75% – yes, three in four – of the reasons why staff leave are preventable. That’s the rather shocking conclusion of a report by the Work Institute which canvassed some 240,000 employees who quit.
And what’s more, a separate report by the Employee Benefit News suggests that it costs 33% of a worker’s annual wage to hire and replace an employee that leaves.
With the average UK salary currently standing at around the £30,000 mark, that’s just under £10,000 it costs a firm each time a staff member hands in their notice.
So, the stakes are high, not to mention industries where available talent is in extremely short supply or expert knowledge could be passed on to your direct competitors.
Indeed, it’s well worth investigating the 75% of causes that prompt staff to quit in the first place and looking to address them.
10 categories of reasons for leaving
Overall, 65 individual reasons for leaving were listed which can be grouped into 10 categories.
- Career development
- Work environment
- Management behaviour
- Job characteristics
- Compensation and benefits
- Work-life balance
Within these categories, the report noted that the latest trends suggest that it’s the more preventable reasons why employees leave their jobs that are on the rise. Lack of career development, poor working environment, mismanagement, low salary and rigid working hours are all potentially changeable, whilst staff looking to up roots or head into retirement can’t be helped.
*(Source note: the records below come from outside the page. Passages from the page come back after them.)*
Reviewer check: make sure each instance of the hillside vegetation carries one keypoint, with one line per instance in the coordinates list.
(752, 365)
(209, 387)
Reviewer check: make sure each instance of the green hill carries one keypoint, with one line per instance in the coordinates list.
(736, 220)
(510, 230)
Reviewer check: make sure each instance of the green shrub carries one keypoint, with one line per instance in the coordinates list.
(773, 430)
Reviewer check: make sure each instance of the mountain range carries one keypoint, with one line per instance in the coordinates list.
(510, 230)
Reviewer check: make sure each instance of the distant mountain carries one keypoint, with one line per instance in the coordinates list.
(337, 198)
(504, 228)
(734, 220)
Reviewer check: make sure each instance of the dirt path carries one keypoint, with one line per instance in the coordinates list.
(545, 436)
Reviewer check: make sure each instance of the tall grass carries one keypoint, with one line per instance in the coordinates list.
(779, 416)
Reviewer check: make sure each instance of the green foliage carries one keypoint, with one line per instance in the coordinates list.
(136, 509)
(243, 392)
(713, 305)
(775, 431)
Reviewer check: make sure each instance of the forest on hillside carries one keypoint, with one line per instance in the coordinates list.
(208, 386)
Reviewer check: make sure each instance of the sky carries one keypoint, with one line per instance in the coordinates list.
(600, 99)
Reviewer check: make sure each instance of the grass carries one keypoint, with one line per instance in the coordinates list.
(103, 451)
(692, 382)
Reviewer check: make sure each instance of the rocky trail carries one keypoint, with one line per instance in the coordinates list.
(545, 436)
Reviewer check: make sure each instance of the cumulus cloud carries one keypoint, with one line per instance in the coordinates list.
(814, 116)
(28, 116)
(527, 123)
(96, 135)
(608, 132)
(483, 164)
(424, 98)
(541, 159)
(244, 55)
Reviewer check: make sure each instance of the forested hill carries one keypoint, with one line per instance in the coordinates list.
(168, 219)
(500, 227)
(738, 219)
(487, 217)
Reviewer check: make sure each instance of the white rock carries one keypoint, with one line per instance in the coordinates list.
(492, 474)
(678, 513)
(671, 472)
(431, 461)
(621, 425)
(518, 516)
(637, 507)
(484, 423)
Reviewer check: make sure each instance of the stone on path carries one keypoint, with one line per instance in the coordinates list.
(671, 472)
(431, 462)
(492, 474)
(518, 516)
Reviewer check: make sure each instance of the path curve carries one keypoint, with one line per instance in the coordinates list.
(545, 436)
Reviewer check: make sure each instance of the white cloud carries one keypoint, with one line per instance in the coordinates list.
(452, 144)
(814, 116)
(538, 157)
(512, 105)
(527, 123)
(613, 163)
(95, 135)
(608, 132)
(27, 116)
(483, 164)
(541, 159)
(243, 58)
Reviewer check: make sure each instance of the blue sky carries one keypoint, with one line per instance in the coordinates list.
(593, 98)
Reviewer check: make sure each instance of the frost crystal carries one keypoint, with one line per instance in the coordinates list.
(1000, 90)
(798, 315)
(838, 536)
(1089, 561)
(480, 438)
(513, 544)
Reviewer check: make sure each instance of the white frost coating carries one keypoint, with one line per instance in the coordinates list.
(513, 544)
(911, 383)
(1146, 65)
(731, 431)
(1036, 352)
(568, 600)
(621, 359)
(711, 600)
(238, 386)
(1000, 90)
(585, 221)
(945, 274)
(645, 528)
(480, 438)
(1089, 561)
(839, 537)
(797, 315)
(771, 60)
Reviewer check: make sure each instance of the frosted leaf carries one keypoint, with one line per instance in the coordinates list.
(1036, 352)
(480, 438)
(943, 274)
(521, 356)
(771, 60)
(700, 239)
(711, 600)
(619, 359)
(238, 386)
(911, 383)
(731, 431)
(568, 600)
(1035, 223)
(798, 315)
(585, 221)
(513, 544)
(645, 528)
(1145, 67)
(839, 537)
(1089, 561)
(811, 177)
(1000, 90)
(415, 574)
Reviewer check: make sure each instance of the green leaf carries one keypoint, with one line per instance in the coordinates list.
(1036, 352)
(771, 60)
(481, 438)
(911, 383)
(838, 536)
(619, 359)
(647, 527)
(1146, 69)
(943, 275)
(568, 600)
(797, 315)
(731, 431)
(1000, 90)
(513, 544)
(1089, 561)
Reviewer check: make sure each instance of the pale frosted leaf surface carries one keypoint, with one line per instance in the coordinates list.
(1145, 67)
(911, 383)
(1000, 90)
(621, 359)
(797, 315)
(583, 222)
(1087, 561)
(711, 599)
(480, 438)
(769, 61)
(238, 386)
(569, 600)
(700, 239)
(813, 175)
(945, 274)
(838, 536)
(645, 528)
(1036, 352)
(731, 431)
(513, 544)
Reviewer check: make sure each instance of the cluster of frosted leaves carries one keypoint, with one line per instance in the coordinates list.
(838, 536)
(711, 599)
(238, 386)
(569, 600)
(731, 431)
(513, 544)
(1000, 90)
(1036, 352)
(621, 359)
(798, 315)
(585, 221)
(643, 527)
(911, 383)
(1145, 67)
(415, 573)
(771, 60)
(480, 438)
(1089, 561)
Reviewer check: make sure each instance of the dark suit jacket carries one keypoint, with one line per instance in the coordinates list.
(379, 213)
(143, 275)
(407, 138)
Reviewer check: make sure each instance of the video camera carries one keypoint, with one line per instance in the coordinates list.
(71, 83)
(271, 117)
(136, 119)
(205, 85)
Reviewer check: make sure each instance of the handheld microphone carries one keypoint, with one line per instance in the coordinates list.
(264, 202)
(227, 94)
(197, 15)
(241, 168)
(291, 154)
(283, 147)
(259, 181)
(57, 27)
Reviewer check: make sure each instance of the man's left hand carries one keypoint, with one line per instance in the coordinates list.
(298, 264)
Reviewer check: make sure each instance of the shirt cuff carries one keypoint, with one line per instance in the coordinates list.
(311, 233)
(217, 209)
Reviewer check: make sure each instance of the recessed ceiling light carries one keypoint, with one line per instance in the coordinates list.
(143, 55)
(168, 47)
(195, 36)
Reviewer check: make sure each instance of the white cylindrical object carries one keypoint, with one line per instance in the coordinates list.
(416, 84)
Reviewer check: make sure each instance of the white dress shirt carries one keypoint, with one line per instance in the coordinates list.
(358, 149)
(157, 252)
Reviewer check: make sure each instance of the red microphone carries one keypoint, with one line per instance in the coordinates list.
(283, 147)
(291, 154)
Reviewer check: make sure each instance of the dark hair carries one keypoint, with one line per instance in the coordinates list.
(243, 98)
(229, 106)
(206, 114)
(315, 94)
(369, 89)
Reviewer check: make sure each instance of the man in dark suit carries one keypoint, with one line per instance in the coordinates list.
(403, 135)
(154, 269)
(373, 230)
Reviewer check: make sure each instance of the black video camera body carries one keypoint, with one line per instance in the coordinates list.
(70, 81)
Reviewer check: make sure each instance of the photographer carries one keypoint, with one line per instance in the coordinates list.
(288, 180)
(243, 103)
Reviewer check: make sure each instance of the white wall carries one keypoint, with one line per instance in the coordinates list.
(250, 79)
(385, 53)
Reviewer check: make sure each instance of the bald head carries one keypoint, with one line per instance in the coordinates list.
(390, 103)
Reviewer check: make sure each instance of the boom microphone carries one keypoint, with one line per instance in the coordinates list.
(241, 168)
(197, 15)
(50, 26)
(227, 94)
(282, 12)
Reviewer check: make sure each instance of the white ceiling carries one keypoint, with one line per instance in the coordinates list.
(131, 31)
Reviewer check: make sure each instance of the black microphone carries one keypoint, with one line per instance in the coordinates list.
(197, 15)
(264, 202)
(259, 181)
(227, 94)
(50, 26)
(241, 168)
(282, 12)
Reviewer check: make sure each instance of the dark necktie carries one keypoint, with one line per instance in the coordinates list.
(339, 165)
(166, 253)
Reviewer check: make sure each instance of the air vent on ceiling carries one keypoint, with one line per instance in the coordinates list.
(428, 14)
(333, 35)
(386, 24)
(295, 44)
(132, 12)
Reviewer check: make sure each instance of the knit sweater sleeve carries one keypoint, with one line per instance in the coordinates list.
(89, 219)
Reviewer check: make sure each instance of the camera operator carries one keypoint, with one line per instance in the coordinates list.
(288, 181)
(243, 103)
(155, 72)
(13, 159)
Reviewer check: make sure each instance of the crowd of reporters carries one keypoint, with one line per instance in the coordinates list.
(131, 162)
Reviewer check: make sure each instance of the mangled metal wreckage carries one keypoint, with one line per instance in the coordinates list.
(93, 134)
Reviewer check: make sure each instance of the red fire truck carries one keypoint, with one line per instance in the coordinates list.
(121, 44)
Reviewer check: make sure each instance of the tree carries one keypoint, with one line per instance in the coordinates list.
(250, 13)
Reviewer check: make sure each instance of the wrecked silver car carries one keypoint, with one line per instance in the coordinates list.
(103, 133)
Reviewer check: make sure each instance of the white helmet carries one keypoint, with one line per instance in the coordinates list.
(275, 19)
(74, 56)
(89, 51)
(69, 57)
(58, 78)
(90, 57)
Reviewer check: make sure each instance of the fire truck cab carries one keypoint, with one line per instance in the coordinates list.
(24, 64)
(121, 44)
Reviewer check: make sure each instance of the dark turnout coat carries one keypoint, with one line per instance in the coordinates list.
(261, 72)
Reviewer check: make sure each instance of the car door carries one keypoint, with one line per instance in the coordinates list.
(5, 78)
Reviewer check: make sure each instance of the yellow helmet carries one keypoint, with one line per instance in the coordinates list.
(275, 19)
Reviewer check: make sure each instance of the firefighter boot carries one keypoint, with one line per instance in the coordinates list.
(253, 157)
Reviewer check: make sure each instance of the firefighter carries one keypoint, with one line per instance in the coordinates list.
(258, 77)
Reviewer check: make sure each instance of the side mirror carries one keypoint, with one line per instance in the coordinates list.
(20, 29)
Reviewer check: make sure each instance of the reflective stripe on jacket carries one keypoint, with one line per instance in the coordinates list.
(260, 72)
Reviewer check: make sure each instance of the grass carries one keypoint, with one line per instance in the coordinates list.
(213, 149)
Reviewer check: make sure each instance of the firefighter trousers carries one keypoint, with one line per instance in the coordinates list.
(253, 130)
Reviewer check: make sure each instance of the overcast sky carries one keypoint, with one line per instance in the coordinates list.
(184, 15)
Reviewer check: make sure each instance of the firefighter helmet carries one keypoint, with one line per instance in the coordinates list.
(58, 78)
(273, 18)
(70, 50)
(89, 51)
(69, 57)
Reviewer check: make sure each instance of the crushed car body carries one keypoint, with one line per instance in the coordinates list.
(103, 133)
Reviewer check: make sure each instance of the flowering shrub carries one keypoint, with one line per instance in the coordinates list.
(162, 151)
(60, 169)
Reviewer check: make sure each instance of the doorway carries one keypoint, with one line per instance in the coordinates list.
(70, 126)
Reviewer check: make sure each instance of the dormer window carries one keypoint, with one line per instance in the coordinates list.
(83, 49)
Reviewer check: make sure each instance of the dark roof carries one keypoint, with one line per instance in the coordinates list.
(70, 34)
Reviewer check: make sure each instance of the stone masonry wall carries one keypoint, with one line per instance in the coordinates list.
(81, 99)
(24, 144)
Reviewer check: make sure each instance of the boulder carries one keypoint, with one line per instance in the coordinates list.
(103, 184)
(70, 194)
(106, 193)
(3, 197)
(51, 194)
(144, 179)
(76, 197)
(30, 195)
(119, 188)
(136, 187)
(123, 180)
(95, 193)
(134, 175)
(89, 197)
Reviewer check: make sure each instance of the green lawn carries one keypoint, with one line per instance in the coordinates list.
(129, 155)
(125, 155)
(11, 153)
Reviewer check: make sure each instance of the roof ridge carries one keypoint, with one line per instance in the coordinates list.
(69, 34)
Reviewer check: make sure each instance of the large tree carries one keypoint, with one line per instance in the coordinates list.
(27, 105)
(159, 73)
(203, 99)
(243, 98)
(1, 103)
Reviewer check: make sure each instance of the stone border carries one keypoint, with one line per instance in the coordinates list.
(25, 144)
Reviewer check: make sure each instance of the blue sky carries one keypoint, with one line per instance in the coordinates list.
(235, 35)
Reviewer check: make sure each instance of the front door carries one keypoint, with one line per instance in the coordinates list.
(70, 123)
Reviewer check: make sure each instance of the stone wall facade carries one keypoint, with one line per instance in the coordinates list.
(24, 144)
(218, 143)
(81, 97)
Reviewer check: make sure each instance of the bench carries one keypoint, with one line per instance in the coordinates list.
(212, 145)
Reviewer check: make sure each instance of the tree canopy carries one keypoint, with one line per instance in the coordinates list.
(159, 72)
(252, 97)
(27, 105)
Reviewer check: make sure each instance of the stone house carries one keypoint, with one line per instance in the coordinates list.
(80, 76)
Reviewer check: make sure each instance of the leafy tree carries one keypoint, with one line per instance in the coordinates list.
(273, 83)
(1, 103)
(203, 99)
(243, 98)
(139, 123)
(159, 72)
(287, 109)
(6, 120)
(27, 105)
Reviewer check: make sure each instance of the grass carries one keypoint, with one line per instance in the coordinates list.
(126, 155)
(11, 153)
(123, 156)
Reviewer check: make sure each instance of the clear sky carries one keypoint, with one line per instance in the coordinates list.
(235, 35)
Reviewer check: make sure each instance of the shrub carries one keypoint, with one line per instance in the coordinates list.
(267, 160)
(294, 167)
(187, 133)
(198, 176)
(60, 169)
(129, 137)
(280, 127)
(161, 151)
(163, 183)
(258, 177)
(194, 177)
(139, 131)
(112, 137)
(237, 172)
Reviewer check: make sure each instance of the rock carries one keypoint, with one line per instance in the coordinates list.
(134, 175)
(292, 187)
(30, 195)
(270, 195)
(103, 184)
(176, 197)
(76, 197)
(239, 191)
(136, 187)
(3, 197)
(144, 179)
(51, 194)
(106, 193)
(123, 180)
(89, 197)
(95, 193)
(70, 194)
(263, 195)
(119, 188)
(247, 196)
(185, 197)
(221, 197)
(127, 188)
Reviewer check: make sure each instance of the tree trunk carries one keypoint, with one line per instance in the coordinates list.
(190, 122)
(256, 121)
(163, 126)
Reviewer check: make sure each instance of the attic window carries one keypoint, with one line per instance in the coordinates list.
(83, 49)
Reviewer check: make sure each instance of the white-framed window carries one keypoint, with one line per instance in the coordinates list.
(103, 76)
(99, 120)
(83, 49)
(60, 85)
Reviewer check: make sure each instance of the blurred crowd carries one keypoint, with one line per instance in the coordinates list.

Here’s a list of the top 10 reasons why people leave, combined into those 10 categories:
- Career Development (22%)
- Work-Life Balance (12%)
- Management Behavior (11%)
- Compensation and Benefits (9%)
- Well-being (9%)
- Retirement (8%)
- Involuntary (8%)
- Relocation (8%)
- Job Characteristics (7%)
- Work Environment (6%)
22% of those quizzed said career development, or lack of, was the most important reason for them leaving. Across companies, this was reflected in 86% as the top reason their employees left, predominantly broken down as opportunities for growth, achievement and job security.
Work-life balance issues at 12% stands as the second most common categories reason for leaving, focusing mainly on travel commitments and flexibility requests that weren’t met.
Third was management behaviour at 11% as a result of a negate employee-manager dynamic. Results like these really highlight the importance of an employee engagement strategy and motivation plans, both of which are proven to help reduce employee turnover.
Final factoids for thought…
Issues regarding career development have been on the rise over the last seven years, increasing faster than any other reason to hand in a notice.
Quitting due to management behaviour has also steadily increased.
Compensation and benefits is falling back as the primary reason for leaving, whilst job characteristics and work environment climb in importance.
And finally, and perhaps surprisingly, well being has been cited less and less as the predominant reason for leaving a job.